Las plazas son maternales. Acomodan un refugio. Quedar en una plaza con un amigo contiene una cierta gestualidad de regreso hacia el útero, que diríamos en plan freudiano. Cualquier plaza a la intemperie conlleva un sofá y manta, aunque frío esté el mármol del banco. Si, además, es espectacular, como la plaza de España en Sevilla; si, encima, te acoge entre sus brazos como aquella del Vaticano, una plaza cuadricula una habitación para sentirse en casa bajo el tejado del cielo. Las avenidas trafican la metáfora de nuestro breve paso por este mundo. Una acera junto a cuatro carriles es para citarse porque va uno al notario para certificar su propia tumba, o al abogado para tratar sobre el divorcio, sobre esa herencia por la que tu hermana tanto te odia. Purulencias. Las calles sólo sirven de paso. Un tránsito ni siquiera místico. Las plazas conllevan ansias de perpetuidad. Los caminos fueron inventados por las cabras y el cochino montuno. Habito una ciudad sin plazas. Qué horror al vacío sufre nuestro alcalde. Tal vez, nuestros urbanizadores aprendieron muy bien que en las plazas se gesta la subversión contra los órdenes que los propios urbanizadores dictan. Los griegos, sin embargo, que iniciaban su ciudad por el ágora, saltaron desde el orden dórico al jónico y luego al corintio. Las plazas aunque no sea de noche constituyen un peligro para los gobernantes. Tanta apertura como de niño al final del parto promueve quimeras entre la ciudadanía. Un pueblo que fantasea y solicita imposibles, incluso mediante instancia, siempre es incómodo. En Málaga, por ejemplo, la política urbana de nuestro actual municipio complica que los malagueños podamos caminar en pareja. Imaginen lo difícil que será montarse un trío, y no digo ya una orgía de medio pelo. Pasee, su majestad, don Francisco, por esas aceras intestinales de calle la Victoria. Una coreografía autóctona de quedar atrás y delante se entabla por las casi aceras, entre los alcorques de los naranjos, las farolas y las fachadas. Un moderno paso para la malagueña salerosa.

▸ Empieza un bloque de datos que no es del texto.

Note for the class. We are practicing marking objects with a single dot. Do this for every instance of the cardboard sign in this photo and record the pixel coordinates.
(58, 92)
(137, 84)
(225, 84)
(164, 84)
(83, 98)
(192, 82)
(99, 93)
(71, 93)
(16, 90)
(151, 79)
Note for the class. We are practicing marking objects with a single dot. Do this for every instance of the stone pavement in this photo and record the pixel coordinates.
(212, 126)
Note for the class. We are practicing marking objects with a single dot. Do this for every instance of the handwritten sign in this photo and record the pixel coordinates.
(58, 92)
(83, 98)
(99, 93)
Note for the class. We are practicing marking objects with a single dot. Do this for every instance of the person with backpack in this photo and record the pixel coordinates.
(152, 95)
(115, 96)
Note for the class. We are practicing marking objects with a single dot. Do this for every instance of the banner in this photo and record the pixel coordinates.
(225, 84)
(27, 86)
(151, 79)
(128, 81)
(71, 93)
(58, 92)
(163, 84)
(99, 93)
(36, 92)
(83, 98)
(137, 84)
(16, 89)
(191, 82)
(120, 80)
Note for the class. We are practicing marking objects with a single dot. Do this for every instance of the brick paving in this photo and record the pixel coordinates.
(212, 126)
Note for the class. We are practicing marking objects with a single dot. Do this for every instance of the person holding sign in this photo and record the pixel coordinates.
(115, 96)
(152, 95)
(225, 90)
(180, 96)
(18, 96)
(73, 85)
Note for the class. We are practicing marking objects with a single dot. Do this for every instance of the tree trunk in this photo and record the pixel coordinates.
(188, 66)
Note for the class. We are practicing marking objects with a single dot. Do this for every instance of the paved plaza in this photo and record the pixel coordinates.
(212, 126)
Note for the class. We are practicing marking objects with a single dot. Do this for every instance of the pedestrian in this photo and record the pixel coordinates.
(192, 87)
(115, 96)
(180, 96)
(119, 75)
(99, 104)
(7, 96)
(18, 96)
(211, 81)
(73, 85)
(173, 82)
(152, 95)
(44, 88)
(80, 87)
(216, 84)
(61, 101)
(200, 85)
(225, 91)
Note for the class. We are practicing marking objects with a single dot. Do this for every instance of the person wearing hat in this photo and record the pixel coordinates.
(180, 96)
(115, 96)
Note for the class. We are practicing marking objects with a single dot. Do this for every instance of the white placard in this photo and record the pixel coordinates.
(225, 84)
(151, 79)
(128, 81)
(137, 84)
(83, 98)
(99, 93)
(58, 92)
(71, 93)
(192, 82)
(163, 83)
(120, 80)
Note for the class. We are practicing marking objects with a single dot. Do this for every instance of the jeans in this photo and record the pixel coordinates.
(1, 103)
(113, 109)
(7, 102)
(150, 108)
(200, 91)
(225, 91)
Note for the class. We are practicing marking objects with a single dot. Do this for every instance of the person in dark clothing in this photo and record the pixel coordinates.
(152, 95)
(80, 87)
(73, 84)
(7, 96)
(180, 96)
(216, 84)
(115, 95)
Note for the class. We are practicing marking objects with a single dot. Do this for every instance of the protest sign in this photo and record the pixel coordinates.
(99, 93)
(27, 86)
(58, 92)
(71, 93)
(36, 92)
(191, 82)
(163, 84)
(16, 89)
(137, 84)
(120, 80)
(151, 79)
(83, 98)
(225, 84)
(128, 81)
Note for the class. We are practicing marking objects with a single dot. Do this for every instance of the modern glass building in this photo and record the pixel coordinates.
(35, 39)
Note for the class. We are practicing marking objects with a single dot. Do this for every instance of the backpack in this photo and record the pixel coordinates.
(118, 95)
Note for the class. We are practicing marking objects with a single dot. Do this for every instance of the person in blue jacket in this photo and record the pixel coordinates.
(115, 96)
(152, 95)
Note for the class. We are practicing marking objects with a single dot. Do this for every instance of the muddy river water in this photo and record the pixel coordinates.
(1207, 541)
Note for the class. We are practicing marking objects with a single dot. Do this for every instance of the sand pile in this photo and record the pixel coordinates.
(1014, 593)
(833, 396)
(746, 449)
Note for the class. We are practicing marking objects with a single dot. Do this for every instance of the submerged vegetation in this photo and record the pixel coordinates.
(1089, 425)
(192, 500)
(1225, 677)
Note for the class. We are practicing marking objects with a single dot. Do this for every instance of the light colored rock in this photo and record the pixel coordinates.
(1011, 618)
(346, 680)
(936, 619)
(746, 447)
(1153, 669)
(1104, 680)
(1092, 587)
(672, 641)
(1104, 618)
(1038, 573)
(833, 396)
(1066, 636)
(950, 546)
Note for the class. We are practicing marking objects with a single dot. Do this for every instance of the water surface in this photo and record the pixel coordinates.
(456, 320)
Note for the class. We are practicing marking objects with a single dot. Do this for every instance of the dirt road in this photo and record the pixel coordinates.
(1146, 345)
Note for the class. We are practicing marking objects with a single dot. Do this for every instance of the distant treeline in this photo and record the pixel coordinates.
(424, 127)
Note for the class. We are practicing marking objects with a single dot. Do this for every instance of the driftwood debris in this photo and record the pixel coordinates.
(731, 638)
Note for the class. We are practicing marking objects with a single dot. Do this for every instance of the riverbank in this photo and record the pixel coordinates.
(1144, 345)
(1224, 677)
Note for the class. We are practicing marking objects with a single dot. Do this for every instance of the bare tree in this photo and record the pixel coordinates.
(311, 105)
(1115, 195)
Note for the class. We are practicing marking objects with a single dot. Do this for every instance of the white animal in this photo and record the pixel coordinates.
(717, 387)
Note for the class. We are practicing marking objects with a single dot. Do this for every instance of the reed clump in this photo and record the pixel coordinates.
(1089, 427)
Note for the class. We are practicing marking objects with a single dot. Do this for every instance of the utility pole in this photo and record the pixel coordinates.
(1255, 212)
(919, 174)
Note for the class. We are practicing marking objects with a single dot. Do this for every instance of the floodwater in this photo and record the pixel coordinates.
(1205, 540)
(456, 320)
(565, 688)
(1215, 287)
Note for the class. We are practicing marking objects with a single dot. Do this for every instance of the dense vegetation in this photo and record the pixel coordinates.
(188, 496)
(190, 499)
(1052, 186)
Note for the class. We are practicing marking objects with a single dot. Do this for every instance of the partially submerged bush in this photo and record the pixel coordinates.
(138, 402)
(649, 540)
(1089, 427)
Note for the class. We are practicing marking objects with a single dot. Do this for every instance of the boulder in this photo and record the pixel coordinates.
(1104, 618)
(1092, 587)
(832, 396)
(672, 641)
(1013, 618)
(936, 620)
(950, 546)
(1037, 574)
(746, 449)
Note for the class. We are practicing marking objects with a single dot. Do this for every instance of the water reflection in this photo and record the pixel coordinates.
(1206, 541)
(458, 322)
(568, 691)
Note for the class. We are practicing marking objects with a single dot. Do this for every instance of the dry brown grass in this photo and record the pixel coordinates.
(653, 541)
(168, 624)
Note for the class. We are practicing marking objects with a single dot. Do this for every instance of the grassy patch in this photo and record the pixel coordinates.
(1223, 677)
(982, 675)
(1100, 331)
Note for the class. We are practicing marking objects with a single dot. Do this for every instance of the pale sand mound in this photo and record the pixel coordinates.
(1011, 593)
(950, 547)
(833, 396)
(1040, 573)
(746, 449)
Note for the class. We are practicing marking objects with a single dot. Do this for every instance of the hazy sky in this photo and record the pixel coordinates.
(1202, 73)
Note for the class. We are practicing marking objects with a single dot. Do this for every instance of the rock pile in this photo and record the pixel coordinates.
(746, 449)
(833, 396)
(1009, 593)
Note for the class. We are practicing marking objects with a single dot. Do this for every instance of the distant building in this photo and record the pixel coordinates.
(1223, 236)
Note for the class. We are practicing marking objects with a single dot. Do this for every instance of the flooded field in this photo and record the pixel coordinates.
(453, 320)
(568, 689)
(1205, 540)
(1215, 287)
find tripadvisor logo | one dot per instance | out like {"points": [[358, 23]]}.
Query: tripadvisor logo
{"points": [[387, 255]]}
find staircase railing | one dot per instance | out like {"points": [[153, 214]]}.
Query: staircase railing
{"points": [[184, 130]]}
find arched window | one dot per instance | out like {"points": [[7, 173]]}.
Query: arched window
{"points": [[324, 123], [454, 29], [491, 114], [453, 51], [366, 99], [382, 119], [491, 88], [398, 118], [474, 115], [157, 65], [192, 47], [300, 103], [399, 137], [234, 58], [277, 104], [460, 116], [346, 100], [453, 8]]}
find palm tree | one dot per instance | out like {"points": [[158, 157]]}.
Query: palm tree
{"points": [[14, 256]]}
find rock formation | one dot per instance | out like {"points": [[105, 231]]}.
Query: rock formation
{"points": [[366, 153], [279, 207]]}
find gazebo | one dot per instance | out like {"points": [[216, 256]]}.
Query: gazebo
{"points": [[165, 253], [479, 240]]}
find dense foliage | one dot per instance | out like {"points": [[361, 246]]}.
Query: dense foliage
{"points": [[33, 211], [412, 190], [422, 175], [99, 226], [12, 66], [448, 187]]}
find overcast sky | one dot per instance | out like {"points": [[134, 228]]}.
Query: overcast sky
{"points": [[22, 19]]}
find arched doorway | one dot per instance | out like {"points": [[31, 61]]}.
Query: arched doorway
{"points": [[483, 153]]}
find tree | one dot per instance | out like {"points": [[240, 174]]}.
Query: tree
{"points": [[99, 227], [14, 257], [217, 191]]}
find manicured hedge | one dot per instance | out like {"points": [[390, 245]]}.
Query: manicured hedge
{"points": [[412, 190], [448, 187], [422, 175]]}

Los malagueños estamos sin plazas por una cuestión semántica. El Ayuntamiento confunde rotondas, plazuelas y hasta el monumento a la barbarie llamado coso. Nos encontramos con Plaza de Toros Vieja que otorga su nombre a dos aceras en paralelo. Llegamos con el coche a la pretenciosa plaza Pintor Sandro Botticelli, donde podemos ir contando en cada vuelta cuántos palotes de colorines circunferencian una vulgar rotonda, tal como sucede en plaza de la Solidaridad. Sí hay que reconocer que los malagueños sabemos nominar. Una ciudad sin río que versifica un poemario con los nombres de sus puentes. Igual costumbre aplica a sus no-plazas. Vayamos a estirar la piernas, por decir algo, a la de San Francisco, busquemos la del Siglo, o esa de Mendizábal, tan cerca de la de los Monos que no es de los Monos. Mi Málaga surrealista desde que dibujó ojos a sus jábegas. Como si se tratase de un cometa de esos de ciclo extra-largo, en estos días el paseante puede ver desde calle Alcazabilla las fachadas que cubican la plaza de la Merced, una vez derribados aquellos cines donde tanto me reí con las pelis de Woody Allen allá cuando yo tenía 18 añitos y creía (perdonadme que fuera más tonto que ahora) en la buena voluntad de nuestros políticos. El caso es que ya han surgido voces autorizadas, es decir, de autoridad, por tanto autoritarias, que nos explican que esa plaza que, menos mal, cuadraron los bisabuelos, debe ser devuelta a su diseño original. El progreso conviene siempre y cuando se avenga a los intereses bursátiles, esto es, de la bursa, el bolsillo; de otro modo, conviene ser conservadores, lo que significa retenernos en conserva, o sea, en espacios comprimidos y asfixiantes. Hay que explicar a Don Francisco que la ampliación de esa plaza sería buena para que los cruceristas se quedaran o quedasen alucinados con los derroches de metros que este consistorio concede a la ciudadanía. Venga, Paco, si no es para los malagueños. Ahí, no construyas, porfa.